March 2008 | Tune In

Pisco Shakedown

Disaster relief group, Burners Without Borders, brings hope, color and plumbing to Peru

By Gregory Dicum

The basic story is disarmingly pat: on August 15, 2007, an earthquake measuring 7.9 on the Richter Scale devastated Pisco, Peru, a city of 80,000 on the desert coast south of Lima. Around 520 deaths were reported. Fifty thousand became homeless. In newspapers around the world, this calamity ran as a few inches of print, and then disappeared.

But six months later, the disaster is not over. Rolling into town on an unkind February wind — a sea breeze both salty and dusty — I passed jagged ruins and fields of rubble. Hasty piles of brick, adobe and dust dotted the city. Even the beach was covered in it. Tents from aid agencies around the world filled the streets, along with Peruvian government earthquake shacks that looked like toolsheds, except less sturdy.

Civil authorities in Pisco are in disarray, and the city has a lawless feel. For me, and virtually everyone not from Pisco, that meant not venturing out after dark at all. My desolate hotel on the beach was considered quite safe: it hadn’t been held up for two months.

But in a yellow concrete house in a residential neighborhood, where intact buildings stood next to collapsed buildings, newly vacant lots and windblown reed-and-tarp shelters, I found a hopeful, even cheerful scene: the Pisco headquarters of Burners Without Borders.

Started in 2005, in the wake of Hurricane Katrina, Burners Without Borders is an ad hoc disaster relief group that emerged from the Burning Man Festival. (Conscious Choice profiled BWB in August 2007, just before the quake hit.) While it is well known that the annual temporary city of 50,000 in the Nevada desert has its share of hedonistic party animals, it also has countless volunteers with the wherewithal to, well, build a city. Bring this community — carpenters, electricians, organizers, fundraisers, designers, planners and crane operators — together to build someone else’s city, and the results can be astonishing.

The effort in Pisco began when Sam Bloch, a carpenter who helped build Burning Man’s Center Camp, heard about the earthquake. He and three friends headed to Peru and just showed up on the scene to see if they could help.

The group, with experience in Thailand after the 2004 tsunami, got to work making connections with the big organizations — the UN and the Peruvian government and others — and started to identify gaps.

That meant a lot of clearing rubble, especially at first, but it also meant developing projects that will improve life in Pisco even after the immediate crisis has passed.
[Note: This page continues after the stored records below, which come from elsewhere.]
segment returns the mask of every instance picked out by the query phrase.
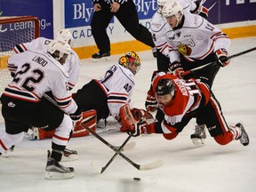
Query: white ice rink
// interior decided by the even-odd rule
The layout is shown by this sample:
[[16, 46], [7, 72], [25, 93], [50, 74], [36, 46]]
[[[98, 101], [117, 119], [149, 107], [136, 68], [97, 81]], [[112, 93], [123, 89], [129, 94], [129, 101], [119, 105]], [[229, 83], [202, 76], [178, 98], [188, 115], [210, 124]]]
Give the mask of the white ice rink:
[[[256, 46], [256, 37], [232, 40], [229, 55]], [[132, 51], [132, 50], [127, 50]], [[156, 68], [151, 52], [138, 52], [142, 66], [136, 76], [133, 106], [144, 108], [151, 73]], [[99, 78], [120, 55], [110, 62], [92, 63], [82, 60], [79, 83], [82, 87], [91, 78]], [[230, 65], [220, 68], [213, 84], [213, 92], [221, 104], [226, 120], [230, 124], [243, 122], [250, 137], [244, 147], [239, 140], [220, 146], [206, 132], [206, 145], [196, 147], [190, 134], [191, 121], [173, 140], [151, 134], [132, 138], [136, 147], [124, 152], [137, 164], [162, 159], [164, 165], [151, 171], [138, 171], [117, 156], [102, 173], [92, 167], [92, 160], [104, 166], [115, 154], [93, 136], [73, 138], [70, 149], [77, 150], [76, 161], [63, 163], [74, 166], [75, 177], [68, 180], [44, 179], [46, 150], [51, 140], [30, 141], [23, 139], [8, 158], [0, 157], [1, 192], [255, 192], [256, 191], [256, 51], [234, 58]], [[253, 120], [254, 119], [254, 120]], [[108, 142], [121, 145], [127, 134], [119, 132], [118, 124], [108, 120], [107, 132], [99, 133]], [[115, 129], [116, 128], [116, 129]], [[0, 133], [4, 132], [3, 122]], [[135, 181], [134, 177], [140, 178]]]

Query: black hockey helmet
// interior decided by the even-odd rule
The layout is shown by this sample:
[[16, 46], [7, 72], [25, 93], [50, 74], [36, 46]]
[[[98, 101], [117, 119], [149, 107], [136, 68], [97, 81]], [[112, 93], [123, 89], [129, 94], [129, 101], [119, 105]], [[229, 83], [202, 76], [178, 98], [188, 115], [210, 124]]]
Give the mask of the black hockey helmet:
[[175, 87], [173, 82], [169, 78], [160, 79], [156, 87], [157, 95], [172, 94], [174, 95]]

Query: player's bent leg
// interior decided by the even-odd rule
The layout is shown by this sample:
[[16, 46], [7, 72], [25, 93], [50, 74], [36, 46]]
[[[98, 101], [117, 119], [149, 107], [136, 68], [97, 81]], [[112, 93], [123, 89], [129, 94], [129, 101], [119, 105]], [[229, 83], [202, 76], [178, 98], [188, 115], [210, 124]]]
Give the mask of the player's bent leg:
[[[83, 112], [83, 124], [87, 127], [92, 129], [93, 132], [96, 132], [96, 122], [97, 122], [97, 112], [94, 109]], [[86, 131], [80, 124], [76, 124], [72, 137], [83, 137], [89, 135], [89, 132]]]
[[60, 164], [64, 154], [64, 149], [69, 140], [71, 131], [72, 120], [68, 116], [64, 115], [61, 124], [56, 129], [52, 139], [52, 153], [48, 152], [45, 179], [58, 180], [74, 177], [73, 167], [65, 167]]
[[205, 145], [205, 124], [195, 126], [195, 132], [190, 135], [190, 138], [196, 146], [201, 147]]
[[18, 134], [8, 134], [7, 132], [4, 132], [0, 138], [0, 156], [5, 157], [9, 156], [9, 148], [11, 148], [12, 146], [20, 142], [23, 139], [23, 132]]

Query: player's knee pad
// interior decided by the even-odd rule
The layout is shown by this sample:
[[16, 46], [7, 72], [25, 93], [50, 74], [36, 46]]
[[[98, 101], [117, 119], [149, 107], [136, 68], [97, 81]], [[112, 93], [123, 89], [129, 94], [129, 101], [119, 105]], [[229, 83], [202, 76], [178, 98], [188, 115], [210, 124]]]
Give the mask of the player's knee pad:
[[20, 142], [23, 137], [23, 132], [18, 134], [8, 134], [7, 132], [4, 132], [0, 138], [0, 153], [4, 153], [11, 146]]
[[[94, 109], [83, 112], [83, 124], [93, 132], [96, 132], [97, 112]], [[89, 135], [89, 132], [81, 124], [76, 124], [72, 137], [83, 137]]]
[[56, 129], [52, 136], [52, 142], [57, 145], [66, 146], [69, 140], [72, 129], [73, 122], [71, 118], [65, 114], [61, 124]]
[[233, 134], [229, 131], [229, 132], [224, 132], [223, 134], [215, 136], [214, 140], [220, 145], [227, 145], [228, 143], [233, 140]]

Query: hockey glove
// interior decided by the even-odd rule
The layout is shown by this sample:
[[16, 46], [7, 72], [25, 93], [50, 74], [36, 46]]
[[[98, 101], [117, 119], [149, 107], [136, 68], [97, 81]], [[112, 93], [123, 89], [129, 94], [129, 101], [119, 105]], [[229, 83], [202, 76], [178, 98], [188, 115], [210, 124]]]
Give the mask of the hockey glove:
[[69, 116], [74, 122], [80, 121], [82, 119], [82, 109], [77, 107], [77, 109], [75, 111], [75, 113], [69, 114]]
[[140, 134], [150, 134], [151, 131], [149, 126], [145, 121], [139, 122], [134, 126], [129, 127], [127, 133], [132, 137], [138, 137]]
[[176, 68], [174, 71], [173, 71], [173, 75], [178, 76], [179, 78], [182, 78], [182, 73], [184, 73], [184, 70], [183, 70], [183, 68]]
[[151, 112], [156, 111], [157, 108], [157, 100], [155, 98], [155, 95], [153, 94], [153, 92], [151, 90], [148, 92], [145, 107]]
[[209, 10], [201, 5], [199, 6], [198, 10], [196, 11], [197, 14], [200, 15], [201, 17], [207, 19], [208, 18], [208, 13], [209, 13]]
[[230, 60], [228, 58], [228, 52], [226, 49], [219, 49], [215, 52], [217, 56], [218, 64], [220, 67], [225, 67], [229, 64]]

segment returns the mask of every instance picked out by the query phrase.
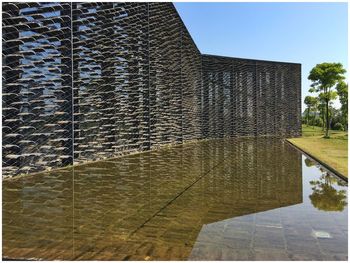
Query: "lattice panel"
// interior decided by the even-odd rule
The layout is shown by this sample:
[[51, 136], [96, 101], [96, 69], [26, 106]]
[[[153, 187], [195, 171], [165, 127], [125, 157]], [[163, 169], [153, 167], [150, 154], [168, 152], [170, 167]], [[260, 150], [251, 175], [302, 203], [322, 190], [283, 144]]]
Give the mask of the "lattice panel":
[[300, 136], [300, 64], [202, 56], [204, 137]]
[[3, 3], [3, 175], [300, 135], [300, 65], [201, 55], [171, 3]]
[[68, 3], [3, 3], [3, 175], [72, 163]]

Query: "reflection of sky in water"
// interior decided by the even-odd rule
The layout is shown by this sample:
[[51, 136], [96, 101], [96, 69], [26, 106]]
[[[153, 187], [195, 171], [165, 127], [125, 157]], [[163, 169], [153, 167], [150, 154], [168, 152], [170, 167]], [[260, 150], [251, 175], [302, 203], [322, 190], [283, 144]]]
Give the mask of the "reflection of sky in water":
[[309, 198], [310, 181], [321, 176], [287, 143], [260, 138], [8, 181], [3, 251], [46, 259], [344, 259], [346, 205], [325, 212]]

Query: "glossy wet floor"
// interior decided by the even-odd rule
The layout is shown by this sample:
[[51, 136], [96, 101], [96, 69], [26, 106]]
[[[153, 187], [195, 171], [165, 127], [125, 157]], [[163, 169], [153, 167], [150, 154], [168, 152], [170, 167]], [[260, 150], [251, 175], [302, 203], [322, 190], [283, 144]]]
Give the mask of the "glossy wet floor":
[[347, 184], [271, 138], [3, 182], [3, 257], [347, 260]]

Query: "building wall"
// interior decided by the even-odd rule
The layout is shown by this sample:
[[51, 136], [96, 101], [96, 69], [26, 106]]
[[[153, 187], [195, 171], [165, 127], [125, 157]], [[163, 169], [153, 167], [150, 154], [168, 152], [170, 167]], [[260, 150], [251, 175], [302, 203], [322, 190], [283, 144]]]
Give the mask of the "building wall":
[[300, 134], [300, 65], [202, 56], [171, 3], [2, 7], [4, 176]]
[[203, 135], [301, 135], [301, 65], [202, 56]]

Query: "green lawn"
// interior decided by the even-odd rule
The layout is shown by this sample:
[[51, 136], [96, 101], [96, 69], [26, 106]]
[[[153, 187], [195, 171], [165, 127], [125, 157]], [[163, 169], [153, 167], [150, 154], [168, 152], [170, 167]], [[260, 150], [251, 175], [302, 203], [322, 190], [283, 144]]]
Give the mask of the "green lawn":
[[331, 138], [325, 139], [320, 127], [303, 125], [302, 131], [302, 137], [291, 138], [288, 141], [348, 177], [347, 132], [332, 130]]

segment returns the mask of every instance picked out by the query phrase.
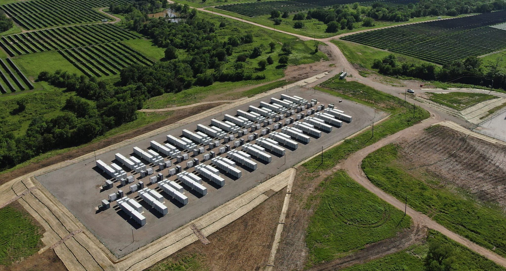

Things like rebuilding a school in time for the start of the school year in March.

One of the biggest gaps is helping people make the transition from tent to home. “Temporary housing creates slums,” says Jimmy Levi, BWB’s Peru Coordinator. “It happens after every disaster, so we’re trying to do something more permanent.” Six months after the quake, sanitation in Pisco is woeful; along with the population, many volunteers are chronically ill from exposure to human waste as they clear debris.

“We call it the shitter,” says Sam Bloch of the solution he designed. “We need a better name for it,” he reconsiders as he sees me dutifully writing it down, “how about the Sanitation Module?” Whatever you want to call it, this compact concrete unit can make a big difference for a displaced family. It can be built on an empty lot and connected to the city’s sewer and water, providing a water tank, toilet, shower and kitchen connection. Not incidentally, it’s also a secure place to take refuge in the event of another temblor. The unit can be used immediately, and can become the permanent core of a new house.

If the team can gather the funding it needs from the Burning Man community and elsewhere, says Carmen Mauk, BWB’s director and its only paid staff member, the group can crank out a Sanitation Module a day. “People are really motivated to get out of the hot, unsafe tents,” she says, while standing in the back of BWB’s truck — soon to be converted to run on waste veggie oil. She dials her cell phone to check on a mural project at another school, adding, “everything you do does make a difference.”

So far, Burners Without Borders has had 90 volunteers in Pisco, from 15 countries. Many are travelers who came across flyers in guesthouses across the country. When foreigners arrive in Pisco — and there aren’t many who do anymore — tourism agencies direct them to Center Camp — BWB’s headquarters.

Everyone stays far longer than they had planned, and leaves behind a legacy they could not have imagined. “They are a gift from God,” says Alberto Garcia Soto, director of one of the schools BWB is rebuilding, “angels that came to help us.”




Gregory Dicum has been to Burning Man eleven times, but only once to Peru. He’s hoping to even things out in the future.